The FCC today issued an order finding a broadcaster apparently liable for a $4,000 fine for broadcasting telephone conversations without giving prior notice of its intention to do so. This order provides some important lessons for reporters who may want to incorporate actual telephone conversations into their broadcast packages.
Television and radio stations, as FCC licensees, are subject to a rule prohibiting the broadcast of telephone conversations without prior notice. Section 73.1206 provides:
Before recording a telephone conversation for broadcast, or broadcasting such a conversation simultaneously with its occurrence, a licensee shall inform any party to the call of the licensee’s intention to broadcast the conversation, except where such party is aware, or may be presumed to be aware from the circumstances of the conversation, that it is being or likely will be broadcast.
In finding the broadcaster liable for a fine under this rule, the FCC rejected the station's argument that the notice requirement embodied in the rule could be disregarded because the person recorded was a public official.
Although this rule is most commonly implicated by radio on-air personalities who broadcast telephone conversations with listeners who call in, it may affect reporters as well. If, as part of your news story, you want to include all or a portion of a telephone conversation you had with a source, you must be sure to inform your source that you may broadcast the conversation before you begin recording. Thus, it would violate the rule to start recording without the source's knowledge and then, once you obtain a quote you would like to use in your story, belatedly ask the source for permission to broadcast the conversation.

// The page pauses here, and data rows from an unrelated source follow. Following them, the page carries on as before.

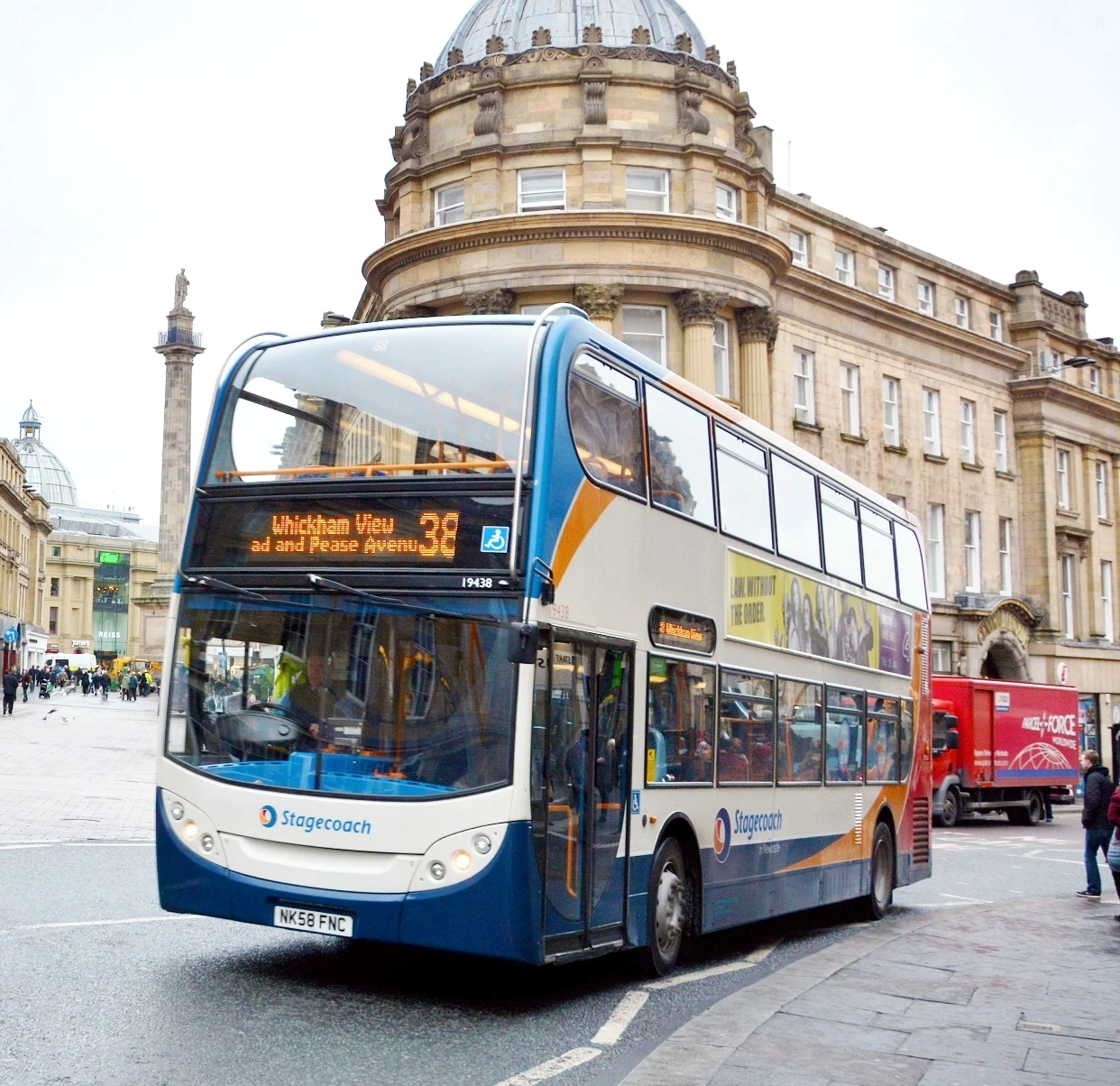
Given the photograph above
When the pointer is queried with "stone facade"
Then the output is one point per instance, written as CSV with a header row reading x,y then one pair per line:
x,y
634,181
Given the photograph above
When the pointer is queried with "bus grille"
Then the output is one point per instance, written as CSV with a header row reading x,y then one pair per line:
x,y
921,830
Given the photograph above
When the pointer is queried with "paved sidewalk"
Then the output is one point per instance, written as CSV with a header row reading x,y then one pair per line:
x,y
73,768
1012,994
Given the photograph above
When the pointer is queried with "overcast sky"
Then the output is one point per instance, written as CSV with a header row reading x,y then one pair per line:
x,y
248,143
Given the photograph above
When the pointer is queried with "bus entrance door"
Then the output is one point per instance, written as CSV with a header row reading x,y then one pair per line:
x,y
586,753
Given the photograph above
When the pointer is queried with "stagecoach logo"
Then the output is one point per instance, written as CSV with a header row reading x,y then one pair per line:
x,y
721,837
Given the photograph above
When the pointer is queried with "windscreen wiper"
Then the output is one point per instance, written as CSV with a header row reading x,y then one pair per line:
x,y
383,601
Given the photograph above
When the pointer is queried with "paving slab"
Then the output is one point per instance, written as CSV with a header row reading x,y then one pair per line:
x,y
1032,1001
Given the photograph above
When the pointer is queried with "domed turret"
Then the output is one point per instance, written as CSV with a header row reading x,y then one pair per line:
x,y
518,23
44,471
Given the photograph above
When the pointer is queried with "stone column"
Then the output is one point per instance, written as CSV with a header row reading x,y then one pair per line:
x,y
757,329
697,312
601,303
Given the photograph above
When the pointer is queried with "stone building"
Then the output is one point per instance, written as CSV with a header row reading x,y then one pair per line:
x,y
23,529
96,562
605,155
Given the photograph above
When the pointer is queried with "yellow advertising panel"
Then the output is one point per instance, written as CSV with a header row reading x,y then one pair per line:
x,y
774,606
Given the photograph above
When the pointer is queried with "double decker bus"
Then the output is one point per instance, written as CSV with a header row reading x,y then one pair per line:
x,y
494,636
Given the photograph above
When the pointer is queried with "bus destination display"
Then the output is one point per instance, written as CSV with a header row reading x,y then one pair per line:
x,y
456,531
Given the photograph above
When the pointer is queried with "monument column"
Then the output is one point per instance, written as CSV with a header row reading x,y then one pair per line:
x,y
697,312
757,328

It is important to recognize that this rule applies only to telephone conversations. It does not affect your ability to broadcast surreptitious recordings of in-person conversations, for example as part of investigative pieces. Your ability to make or use those recordings will be governed by state and federal wiretapping statutes, as well as the common law of invasion of privacy. Thus, while it may well be that in certain states a reporter will be within his or her rights to record a telephone conversation without the consent of the other party to the conversation, the reporter may may not broadcast the recording over the air.